Everybody sprang into action. Plans were made by the week. How to ramp up this huge research effort, how to communicate about it, how to get international exposure.
”We rolled up our sleeves and went to work. We wanted to get everything up and running first and foremost and build up our international reach and scope during the second year of operation. Then, the U.S. President tweeted about 6G and Oulu and there we were, thrust in the spotlight. Things accelerated from there”, Latva-aho says.
While everything was growing exponentially, the speed of things also took its toll eventually. Latva-aho found himself traveling all over the world at a hectic pace, hitting conferences, networking, setting up collaborations, bridging academia and industry. Suddenly, Oulu was one of the epicenters of 6G research, and Latva-aho was in high demand.
”I've never been afraid of work, and this opportunity energized me. I was really excited but eventually I also felt exhausted and suffocated. The workload was too much. But we have an incredibly wonderful team of people, and we share responsibilities and the workload. It's all of us driving this forward”, Latva-aho muses.

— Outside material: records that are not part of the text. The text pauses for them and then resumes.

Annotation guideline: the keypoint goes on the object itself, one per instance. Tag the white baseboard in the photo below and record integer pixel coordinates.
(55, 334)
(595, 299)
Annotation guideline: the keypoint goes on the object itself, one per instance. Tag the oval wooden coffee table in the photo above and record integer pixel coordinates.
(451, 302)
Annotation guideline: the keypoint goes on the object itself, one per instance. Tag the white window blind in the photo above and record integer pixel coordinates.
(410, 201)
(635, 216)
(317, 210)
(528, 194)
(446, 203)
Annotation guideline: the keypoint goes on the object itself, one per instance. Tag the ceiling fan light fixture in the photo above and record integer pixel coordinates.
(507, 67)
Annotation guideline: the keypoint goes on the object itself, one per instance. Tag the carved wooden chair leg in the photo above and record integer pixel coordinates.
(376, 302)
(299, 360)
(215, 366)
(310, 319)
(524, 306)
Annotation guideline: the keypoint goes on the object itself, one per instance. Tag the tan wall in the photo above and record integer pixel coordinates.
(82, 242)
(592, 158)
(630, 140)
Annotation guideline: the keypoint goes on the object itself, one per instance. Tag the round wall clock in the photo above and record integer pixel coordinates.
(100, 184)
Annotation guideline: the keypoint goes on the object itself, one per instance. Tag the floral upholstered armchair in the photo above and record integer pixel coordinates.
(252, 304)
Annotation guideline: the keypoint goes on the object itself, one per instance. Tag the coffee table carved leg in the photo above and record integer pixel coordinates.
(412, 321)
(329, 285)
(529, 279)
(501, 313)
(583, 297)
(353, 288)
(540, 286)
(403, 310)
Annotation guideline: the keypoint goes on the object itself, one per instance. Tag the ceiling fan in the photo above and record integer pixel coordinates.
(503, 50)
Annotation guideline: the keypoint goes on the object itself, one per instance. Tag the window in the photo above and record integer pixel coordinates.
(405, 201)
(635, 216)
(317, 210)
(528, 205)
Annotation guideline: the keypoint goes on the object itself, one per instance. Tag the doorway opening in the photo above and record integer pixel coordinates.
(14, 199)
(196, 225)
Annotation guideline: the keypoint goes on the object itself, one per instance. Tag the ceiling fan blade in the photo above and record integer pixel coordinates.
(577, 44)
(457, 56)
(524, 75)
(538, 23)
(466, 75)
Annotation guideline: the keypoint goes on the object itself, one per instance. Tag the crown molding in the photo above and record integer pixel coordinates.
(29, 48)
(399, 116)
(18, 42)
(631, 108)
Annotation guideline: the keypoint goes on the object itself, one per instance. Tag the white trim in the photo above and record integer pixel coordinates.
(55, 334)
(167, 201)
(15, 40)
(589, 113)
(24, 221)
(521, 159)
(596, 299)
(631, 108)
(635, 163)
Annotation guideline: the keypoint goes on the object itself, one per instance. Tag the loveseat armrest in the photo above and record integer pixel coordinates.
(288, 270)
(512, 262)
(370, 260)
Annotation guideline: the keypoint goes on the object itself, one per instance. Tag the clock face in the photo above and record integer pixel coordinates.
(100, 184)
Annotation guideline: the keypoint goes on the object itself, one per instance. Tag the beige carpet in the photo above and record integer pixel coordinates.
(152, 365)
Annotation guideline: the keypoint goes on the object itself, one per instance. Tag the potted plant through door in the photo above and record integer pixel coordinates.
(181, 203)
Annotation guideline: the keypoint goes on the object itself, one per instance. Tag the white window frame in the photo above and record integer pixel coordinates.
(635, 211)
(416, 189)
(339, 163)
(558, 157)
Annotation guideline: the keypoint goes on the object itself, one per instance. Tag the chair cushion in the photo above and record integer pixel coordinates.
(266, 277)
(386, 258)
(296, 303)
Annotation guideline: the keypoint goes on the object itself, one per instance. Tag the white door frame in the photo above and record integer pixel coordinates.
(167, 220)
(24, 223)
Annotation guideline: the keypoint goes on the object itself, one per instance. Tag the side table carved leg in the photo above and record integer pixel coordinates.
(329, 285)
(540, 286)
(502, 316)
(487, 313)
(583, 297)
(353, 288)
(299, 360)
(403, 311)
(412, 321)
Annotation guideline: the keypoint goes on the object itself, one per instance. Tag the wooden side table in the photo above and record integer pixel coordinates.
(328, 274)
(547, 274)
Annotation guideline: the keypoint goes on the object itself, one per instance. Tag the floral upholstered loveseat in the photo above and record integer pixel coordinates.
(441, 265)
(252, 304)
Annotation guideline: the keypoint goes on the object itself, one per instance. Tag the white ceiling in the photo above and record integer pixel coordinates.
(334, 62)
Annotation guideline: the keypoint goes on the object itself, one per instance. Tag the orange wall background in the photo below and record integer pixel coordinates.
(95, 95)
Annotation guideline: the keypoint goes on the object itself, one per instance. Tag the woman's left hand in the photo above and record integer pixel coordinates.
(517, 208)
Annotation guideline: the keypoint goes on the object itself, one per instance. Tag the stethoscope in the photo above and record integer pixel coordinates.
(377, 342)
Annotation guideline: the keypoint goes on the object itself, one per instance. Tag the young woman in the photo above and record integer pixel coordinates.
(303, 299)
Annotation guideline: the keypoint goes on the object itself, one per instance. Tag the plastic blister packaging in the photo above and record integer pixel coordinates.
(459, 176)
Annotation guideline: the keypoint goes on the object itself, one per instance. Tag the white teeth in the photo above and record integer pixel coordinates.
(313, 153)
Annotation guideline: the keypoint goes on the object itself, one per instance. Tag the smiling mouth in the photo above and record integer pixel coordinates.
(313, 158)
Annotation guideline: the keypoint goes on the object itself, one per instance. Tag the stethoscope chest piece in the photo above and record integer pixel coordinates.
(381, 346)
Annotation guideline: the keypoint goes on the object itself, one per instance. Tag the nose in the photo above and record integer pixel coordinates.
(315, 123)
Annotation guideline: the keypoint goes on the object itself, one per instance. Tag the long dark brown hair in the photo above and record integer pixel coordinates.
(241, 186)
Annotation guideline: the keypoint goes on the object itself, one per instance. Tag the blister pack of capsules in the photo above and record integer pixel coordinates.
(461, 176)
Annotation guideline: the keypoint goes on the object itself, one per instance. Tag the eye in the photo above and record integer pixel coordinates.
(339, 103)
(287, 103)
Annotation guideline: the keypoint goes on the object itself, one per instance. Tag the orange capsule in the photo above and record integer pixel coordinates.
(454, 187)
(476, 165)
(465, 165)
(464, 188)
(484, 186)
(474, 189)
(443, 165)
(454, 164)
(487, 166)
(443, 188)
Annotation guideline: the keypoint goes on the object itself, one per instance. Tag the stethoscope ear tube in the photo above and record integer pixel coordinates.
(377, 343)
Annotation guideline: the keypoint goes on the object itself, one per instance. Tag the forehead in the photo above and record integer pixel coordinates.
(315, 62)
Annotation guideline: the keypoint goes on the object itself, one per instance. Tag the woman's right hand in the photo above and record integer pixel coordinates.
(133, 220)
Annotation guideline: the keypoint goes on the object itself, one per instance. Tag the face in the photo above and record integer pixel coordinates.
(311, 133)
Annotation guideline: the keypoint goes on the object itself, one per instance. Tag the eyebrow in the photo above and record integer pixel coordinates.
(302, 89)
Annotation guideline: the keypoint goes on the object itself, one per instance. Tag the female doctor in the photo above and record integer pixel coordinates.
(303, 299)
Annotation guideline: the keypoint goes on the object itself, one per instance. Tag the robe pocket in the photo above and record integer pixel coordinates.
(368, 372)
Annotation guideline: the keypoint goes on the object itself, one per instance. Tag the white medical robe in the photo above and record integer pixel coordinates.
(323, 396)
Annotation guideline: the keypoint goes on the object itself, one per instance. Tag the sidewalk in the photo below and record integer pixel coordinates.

What's in store for the future?
The exceptional circumstances that have defined this year have impacted 6G Flagship like the entire world. Everybody has been working remotely and the second 6G Summit was held virtually, a change in plans that happened in a matter of weeks, if not days. Travel days dropped to zero for Latva-aho, which is something he welcomes. This means more chances to re-energize in nature, which is very important for him. He has been an avid fisherman since childhood, and he often wakes up early in the morning to check the nets before getting to work. In the winter he likes to ski cross-country, and he says he has worked out many work-related problems while in the woods, listening to nature, observing the animals.
A well-balanced life leads to an ability to focus clearly. Latva-aho is as ambitious as ever and still not one to take the easy way out. There are new and exciting things happening at the Flagship and the momentum is not only maintained but gained. But all the while he is keeping an eye on the future.
”I told the core team at the Flagship that, look, by the end of the program we have to have the next generation of professors ready to take on the responsibility. We will have to be in a situation where they will take the torch and kick us old-timers out. And from what I can see now, things are looking very good”, Latva-aho says.
Academy Professor Matti Latva-aho is familiar not only with communication networks but also with fishing nets (Bay of Bothnia).